Charles konnte nicht fassen, dass er allen Ernstes erwog, die Einladung anzunehmen. „Tut mir Leid, ich habe schon etwas vor“, sagte er schnell, bevor er es sich anders überlegte.

„Mrs. Inman und Dotty kommen auch.“

„Tut mir Leid, es geht wirklich nicht.“ Charles versuchte, enttäuscht zu wirken, doch dann bemerkte er den Schalk in Lannis Augen. Sie hatte ihn durchschaut.

„Wenn du nicht kommst, lädt Mom bestimmt Duke ein“, sagte Scott. „Sie hat auf deinen Anrufbeantworter gesprochen, und du solltest zurückrufen. Wo warst du denn heute Nachmittag?“

„Ich hatte viel zu tun.“ Dass er den ganzen Tag damit beschäftigt gewesen war, die Reporter abzuwimmeln, verschwieg Charles lieber. Abgesehen davon, dass er sich von Lanni Caldwell fern halten wollte, hatte er auch keine Lust auf ein geselliges Beisammensein. „Ein andermal“, meinte er. „Bis bald, Lanni.“

„Bis bald, Charles.“

Später bereute Charles, dass er die verlockendste Einladung, die er seit Wochen bekommen hatte, abgelehnt hatte. Irgendwas stimmte nicht mit ihm, aber er hatte keine Ahnung, was es war.

Wütend über sich selbst, entschied er schließlich, im Café zu Abend zu essen. Als er das Haus verließ, sah er, wie Duke auf Christians Haus zuschlenderte, in dem Abbey und die Kinder vorübergehend untergebracht waren. Der Pilot hatte sich gekämmt und trug ein sauberes Hemd, und selbst aus der Entfernung konnte Charles den Duft seines Aftershaves wahrnehmen.

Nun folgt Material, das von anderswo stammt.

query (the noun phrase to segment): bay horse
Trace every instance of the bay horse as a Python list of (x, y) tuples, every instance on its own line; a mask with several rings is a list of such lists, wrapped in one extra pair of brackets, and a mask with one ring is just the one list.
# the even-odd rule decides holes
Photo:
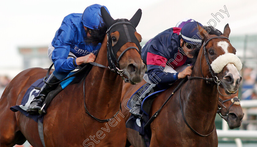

Anscheinend hatte Duke in dem Zeug gebadet.

Charles ertappte sich dabei, wie er Duke, der auf der anderen Straßenseite ging, anstarrte. Aus irgendeinem unerfindlichen Grund war er wütend auf ihn.

Obwohl Ben ein guter Koch war, hatte Charles den Eindruck, dass die Spaghetti wie Sägespäne schmeckten.

„Möchtest du noch mehr Knoblauchbrot?“ erkundigte sich Ben.

„Nein, danke.“

„Du hast wohl keinen großen Appetit.“

„Ich habe ziemlich viel zum Mittag gegessen“, schwindelte Charles.

„Hast du Lust, Cribbage zu spielen?“

Charles nickte. Die Zeit mit seinem alten Freund totzuschlagen, war wesentlich besser, als den restlichen Abend allein zu verbringen und darüber nachzudenken, was in dem Haus seines Bruders vor sich ging.

Kurz darauf saßen Ben und er gegenüber an einem der kleinen Tische und spielten Karten. Wie immer, wenn sie das taten, redeten sie nicht viel.